Composite of mesocarbon microbeads/hard carbon as anode material for lithium ion capacitor with high electrochemical performance

Lithium-ion capacitor (LIC) is fabricated using activated carbon (AC) as the positive electrode and a mixture of mesocarbon microbeads (MCMB) and hard carbon (HC) as the negative electrode (denoted as MH). The structure characterization of carbon materials are investigated by X-ray diffraction (XRD), field-emission scanning electron microscopy (FE-SEM) and nitrogen adsorption apparatus.

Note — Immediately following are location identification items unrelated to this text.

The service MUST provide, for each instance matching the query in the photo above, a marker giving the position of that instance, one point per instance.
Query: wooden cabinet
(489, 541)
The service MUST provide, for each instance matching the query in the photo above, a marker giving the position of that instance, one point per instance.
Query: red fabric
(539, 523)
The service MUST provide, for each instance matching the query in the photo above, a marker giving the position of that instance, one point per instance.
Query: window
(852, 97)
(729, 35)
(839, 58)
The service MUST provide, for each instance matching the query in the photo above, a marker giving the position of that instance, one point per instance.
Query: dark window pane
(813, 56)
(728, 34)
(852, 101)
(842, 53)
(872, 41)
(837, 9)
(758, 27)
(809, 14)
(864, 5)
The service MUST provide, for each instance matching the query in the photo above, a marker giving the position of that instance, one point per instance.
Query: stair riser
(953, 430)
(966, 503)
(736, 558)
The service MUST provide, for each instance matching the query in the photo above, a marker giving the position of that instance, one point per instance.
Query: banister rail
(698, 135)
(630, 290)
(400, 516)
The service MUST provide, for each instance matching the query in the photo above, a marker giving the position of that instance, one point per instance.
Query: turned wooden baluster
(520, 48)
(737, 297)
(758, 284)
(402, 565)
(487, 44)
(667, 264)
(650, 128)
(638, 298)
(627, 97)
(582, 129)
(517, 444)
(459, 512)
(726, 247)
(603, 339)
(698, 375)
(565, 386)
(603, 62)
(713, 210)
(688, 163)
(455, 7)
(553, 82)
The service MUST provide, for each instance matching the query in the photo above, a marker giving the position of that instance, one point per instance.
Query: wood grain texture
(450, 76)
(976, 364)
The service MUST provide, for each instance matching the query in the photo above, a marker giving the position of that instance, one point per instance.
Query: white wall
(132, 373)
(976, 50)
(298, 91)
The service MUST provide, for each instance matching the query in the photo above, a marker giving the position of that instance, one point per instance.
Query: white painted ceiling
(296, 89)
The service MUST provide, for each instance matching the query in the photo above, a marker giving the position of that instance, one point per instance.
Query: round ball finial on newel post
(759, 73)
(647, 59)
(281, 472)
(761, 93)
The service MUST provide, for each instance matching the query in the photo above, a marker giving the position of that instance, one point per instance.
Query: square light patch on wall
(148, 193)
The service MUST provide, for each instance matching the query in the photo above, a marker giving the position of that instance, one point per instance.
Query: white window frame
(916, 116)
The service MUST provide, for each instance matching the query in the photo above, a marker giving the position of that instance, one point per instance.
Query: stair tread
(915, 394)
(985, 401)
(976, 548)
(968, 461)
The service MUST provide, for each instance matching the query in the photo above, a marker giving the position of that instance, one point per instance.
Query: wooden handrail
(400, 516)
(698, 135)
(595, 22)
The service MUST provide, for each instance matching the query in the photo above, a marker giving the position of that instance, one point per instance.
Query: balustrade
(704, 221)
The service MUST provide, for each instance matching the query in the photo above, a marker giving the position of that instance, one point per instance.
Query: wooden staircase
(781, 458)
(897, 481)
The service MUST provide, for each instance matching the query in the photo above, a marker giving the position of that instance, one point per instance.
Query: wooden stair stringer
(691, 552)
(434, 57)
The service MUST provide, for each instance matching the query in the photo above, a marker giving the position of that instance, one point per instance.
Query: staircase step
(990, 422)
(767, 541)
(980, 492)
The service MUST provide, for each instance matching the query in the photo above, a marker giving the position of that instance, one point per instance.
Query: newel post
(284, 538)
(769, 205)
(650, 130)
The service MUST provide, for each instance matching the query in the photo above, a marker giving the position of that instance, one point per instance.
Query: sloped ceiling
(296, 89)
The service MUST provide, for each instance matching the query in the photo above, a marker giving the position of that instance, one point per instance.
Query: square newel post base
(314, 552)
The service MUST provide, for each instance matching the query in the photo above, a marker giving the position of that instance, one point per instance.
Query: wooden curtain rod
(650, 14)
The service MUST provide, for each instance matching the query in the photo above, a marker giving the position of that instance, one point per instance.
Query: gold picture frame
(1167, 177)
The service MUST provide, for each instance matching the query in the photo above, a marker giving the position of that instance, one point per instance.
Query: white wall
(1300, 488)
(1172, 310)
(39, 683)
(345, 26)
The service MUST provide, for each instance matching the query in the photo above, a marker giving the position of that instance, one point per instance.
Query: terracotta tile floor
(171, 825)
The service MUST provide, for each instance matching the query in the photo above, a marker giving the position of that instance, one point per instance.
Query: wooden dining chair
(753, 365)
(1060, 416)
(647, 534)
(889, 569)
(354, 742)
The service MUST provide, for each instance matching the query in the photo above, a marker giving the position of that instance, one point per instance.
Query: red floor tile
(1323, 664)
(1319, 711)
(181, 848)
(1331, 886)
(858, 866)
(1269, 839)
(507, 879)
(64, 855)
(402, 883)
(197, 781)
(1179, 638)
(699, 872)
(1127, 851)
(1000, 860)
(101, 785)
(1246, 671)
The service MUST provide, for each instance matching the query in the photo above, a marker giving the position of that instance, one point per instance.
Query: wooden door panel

The electrochemical performances of LIC with different HC content are characterized by the charge-discharge measurements of three-electrode cell, electrochemical impedance tests and cycle performance testing. The addition of HC material greatly affects the charge-discharge process and behavior, which impacts on the comprehensive electrochemical performance of LIC. The power density and cycle stability of LIC are improved with little sacrifice of energy density. LIC with 30 wt.% HC was found to have the optimal electrochemical performance, high energy density up to 89.3 Wh kg−1 and power density as high as 7.1 kW kg−1 (based on active material mass of two electrodes), excellent capacity retention of 93.9% after 5000 cycles at 10 C rate. The power density and cycle performance of LIC can be further improved by increasing the HC content. The present work indicates such electrodes as promising candidates for the realization of LIC with high energy density, high power density and long cycle life.